Abramovich has transformed Chelsea since buying the club in 2003, turning the Blues from also-rans to frequent Premier League champions.
The latest high point in a reign that has been hugely popular with fans came in May 2021, when the coach Abramovich appointed at the start of the year, Thomas Tuchel, celebrated on the pitch with the 55-year-old after winning the Champions League – the most prestigious trophy in European club competition.
Tuchel said he was “aware of all these discussions” when he was asked on Thursday about reports that Russian businesspeople are being targeted by the west as part of sanctions aimed at ending the invasion of Ukraine.
“We are aware of it and it’s distracting us, it’s worrying us,” admitted the German.
“To a certain degree I can understand the opinions and the critical opinions towards the club, towards us who represent that club. I can understand that and we cannot fully free ourselves from it.
“At the moment we don’t feel responsible for all this. We feel that it is horrible and there can be no doubt about it.
“Let’s be a bit more patient and understand what the measurements will be and then we have to maybe deal with it.”
Abramovich withdrew his application for a new UK investor visa in 2018 but has visited the UK using his Israeli passport since then, including attending Chelsea matches.
“The situation in general, for me and for my staff and for everybody here at [training complex] Cobham, for the players, is horrible,” said Tuchel ahead of his side’s Carabao Cup final against Liverpool at Wembley Stadium on Sunday. “Nobody expected this.

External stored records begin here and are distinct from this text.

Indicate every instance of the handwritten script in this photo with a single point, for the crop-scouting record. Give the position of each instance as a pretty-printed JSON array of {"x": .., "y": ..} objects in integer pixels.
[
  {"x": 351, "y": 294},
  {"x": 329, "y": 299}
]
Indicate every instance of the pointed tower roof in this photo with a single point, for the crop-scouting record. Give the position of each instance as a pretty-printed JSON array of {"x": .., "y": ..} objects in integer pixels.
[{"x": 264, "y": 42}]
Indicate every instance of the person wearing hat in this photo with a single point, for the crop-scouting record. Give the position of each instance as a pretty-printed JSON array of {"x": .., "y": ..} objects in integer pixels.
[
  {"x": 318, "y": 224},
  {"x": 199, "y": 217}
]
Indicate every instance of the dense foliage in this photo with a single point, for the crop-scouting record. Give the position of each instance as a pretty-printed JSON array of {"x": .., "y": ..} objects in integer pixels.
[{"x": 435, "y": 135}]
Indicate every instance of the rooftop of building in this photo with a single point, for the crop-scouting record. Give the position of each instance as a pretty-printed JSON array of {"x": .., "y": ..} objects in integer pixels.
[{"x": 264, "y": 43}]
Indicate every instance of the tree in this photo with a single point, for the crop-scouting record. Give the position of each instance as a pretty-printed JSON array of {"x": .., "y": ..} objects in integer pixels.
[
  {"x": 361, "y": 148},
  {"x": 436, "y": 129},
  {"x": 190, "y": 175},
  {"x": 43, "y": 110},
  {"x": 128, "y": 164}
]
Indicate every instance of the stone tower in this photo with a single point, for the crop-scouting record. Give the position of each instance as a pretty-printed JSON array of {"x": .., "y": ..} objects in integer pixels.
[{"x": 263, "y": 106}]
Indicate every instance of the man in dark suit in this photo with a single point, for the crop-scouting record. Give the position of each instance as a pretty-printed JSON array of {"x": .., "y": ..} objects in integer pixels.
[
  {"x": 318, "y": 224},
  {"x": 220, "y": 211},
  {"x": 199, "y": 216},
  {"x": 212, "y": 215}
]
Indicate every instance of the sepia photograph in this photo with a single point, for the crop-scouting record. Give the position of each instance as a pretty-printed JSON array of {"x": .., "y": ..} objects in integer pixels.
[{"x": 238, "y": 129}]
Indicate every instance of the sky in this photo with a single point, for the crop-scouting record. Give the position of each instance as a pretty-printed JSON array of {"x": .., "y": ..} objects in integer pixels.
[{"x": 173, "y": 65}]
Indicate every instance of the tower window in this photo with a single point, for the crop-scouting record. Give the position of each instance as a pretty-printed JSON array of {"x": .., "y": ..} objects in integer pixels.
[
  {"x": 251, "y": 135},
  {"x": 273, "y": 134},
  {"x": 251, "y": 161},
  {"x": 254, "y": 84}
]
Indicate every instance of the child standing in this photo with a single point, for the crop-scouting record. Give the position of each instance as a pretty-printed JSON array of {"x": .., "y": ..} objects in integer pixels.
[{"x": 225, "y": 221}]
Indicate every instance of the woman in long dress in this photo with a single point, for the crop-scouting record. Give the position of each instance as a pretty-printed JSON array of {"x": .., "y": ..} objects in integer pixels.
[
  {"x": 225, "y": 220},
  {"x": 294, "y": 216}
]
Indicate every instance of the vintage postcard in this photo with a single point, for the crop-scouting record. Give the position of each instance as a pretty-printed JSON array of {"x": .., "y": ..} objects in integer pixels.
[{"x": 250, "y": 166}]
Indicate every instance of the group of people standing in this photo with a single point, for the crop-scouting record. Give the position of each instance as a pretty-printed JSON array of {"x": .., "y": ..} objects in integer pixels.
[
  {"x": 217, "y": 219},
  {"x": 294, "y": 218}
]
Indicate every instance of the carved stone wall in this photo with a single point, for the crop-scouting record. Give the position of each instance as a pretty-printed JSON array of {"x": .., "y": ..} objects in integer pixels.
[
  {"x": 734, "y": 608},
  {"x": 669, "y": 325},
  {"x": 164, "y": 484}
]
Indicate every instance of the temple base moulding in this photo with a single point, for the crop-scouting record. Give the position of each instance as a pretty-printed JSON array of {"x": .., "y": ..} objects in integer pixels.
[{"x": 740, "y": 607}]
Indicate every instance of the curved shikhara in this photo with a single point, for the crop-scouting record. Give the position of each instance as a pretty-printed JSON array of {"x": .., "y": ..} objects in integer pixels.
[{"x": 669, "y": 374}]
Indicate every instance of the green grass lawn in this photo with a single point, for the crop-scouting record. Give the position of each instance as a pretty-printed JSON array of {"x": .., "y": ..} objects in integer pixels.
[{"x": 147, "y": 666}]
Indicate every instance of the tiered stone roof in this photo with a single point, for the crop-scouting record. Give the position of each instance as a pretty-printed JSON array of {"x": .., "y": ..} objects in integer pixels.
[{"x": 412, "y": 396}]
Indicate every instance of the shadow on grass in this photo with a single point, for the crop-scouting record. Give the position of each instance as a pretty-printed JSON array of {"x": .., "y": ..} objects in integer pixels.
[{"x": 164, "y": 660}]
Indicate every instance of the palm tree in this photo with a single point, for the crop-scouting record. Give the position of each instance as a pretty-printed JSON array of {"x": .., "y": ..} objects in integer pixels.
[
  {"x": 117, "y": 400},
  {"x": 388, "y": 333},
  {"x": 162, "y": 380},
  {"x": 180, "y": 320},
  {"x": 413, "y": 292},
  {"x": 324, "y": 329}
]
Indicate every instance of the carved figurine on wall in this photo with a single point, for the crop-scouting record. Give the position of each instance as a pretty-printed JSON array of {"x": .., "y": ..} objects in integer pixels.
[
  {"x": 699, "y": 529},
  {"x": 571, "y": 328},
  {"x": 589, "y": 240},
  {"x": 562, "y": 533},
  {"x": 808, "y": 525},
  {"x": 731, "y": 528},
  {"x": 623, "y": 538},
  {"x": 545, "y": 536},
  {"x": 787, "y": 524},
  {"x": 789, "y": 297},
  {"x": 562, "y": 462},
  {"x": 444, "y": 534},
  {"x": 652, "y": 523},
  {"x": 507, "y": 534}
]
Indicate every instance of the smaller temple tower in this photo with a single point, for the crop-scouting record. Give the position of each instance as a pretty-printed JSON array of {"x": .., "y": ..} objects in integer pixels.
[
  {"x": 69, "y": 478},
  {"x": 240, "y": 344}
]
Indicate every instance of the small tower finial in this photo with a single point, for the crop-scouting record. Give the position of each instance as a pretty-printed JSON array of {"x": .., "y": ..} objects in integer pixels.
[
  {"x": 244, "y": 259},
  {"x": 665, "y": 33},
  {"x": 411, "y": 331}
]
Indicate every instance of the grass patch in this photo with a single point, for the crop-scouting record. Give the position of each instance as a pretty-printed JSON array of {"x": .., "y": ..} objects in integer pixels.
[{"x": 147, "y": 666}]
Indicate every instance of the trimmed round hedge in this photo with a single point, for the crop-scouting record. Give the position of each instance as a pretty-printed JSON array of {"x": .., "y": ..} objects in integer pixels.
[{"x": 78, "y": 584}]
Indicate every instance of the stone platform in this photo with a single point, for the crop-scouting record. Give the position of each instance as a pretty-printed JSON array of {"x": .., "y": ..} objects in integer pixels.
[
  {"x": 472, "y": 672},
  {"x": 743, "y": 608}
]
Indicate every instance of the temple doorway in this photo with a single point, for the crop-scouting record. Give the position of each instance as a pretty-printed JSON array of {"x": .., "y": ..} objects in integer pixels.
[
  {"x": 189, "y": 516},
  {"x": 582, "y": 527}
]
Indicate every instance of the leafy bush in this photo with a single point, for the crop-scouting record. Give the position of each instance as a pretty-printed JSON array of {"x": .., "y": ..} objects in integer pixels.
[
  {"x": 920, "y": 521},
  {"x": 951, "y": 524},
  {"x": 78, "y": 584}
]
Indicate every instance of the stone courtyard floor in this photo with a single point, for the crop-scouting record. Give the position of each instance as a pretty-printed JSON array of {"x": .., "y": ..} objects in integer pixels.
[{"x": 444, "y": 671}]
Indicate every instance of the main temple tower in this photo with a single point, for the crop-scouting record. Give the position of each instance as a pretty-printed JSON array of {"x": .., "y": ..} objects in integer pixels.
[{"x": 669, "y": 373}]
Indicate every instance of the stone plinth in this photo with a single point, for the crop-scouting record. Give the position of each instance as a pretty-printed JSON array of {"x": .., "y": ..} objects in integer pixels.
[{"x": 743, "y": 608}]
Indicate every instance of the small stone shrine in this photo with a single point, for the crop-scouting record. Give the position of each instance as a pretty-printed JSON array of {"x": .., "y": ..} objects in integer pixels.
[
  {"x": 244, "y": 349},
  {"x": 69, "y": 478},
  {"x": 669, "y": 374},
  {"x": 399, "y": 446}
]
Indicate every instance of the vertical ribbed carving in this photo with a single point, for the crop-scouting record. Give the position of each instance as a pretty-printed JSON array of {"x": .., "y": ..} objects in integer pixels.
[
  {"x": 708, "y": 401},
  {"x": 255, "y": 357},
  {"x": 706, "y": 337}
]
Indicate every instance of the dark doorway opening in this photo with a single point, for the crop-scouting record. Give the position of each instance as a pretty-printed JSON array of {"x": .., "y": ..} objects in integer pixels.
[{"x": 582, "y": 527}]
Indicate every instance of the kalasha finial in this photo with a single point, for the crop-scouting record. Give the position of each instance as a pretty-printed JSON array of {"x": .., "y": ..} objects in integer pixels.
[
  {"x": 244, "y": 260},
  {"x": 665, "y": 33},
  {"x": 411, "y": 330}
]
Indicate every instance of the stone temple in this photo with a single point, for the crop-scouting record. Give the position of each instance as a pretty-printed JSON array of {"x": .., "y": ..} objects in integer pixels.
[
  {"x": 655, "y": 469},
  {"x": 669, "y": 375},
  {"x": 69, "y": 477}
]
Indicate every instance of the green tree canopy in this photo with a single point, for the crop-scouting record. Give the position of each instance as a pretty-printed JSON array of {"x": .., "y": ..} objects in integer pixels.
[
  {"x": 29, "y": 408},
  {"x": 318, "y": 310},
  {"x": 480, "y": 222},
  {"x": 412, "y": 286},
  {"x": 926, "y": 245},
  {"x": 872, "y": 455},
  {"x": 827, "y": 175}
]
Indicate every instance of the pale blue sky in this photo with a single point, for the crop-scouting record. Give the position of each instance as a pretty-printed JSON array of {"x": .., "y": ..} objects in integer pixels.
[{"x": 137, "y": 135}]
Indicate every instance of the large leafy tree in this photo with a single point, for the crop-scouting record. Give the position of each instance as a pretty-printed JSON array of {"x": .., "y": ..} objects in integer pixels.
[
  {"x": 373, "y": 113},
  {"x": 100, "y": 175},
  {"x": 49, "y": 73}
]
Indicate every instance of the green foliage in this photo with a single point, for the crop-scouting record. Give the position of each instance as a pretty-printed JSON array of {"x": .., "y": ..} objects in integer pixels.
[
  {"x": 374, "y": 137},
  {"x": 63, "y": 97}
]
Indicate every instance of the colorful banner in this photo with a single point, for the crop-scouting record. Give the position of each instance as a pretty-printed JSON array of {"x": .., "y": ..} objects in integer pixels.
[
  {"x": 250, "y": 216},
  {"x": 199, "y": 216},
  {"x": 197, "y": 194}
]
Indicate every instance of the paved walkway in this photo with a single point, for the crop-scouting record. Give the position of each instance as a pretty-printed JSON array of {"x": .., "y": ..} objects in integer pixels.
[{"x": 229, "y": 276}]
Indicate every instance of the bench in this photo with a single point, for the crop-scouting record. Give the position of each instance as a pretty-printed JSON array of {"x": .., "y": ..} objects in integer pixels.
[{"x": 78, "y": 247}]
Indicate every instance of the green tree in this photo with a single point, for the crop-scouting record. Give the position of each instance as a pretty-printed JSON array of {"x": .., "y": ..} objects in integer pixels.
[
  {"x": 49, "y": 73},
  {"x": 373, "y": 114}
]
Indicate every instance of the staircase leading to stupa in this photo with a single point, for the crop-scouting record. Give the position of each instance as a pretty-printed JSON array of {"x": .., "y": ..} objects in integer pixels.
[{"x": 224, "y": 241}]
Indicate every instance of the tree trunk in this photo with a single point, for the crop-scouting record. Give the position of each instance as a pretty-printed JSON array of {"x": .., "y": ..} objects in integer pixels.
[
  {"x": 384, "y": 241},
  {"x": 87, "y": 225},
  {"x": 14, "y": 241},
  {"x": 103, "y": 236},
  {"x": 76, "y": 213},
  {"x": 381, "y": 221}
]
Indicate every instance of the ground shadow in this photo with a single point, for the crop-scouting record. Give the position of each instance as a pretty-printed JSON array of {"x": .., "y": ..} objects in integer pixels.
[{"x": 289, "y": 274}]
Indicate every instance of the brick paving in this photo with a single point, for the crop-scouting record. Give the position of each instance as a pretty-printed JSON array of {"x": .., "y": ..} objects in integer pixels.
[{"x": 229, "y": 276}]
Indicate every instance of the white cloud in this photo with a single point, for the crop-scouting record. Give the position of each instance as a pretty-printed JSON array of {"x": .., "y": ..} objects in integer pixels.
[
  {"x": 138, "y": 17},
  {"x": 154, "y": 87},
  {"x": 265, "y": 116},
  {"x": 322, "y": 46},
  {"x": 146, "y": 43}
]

“It’s pretty unreal, it’s clouding our minds, it’s clouding excitement towards the final and it brings huge uncertainty.
“Still, there are so many uncertainties around the situation of our club and of the situation in the UK with scenarios like this that it makes no sense if I comment on it.
“We are aware of it, we have not so much inside information as you think and in the very end, and don’t understand me wrong, I think it’s also derived from the team and from the staff, and I include myself, to be maybe not political. To do sports and to focus on sports.”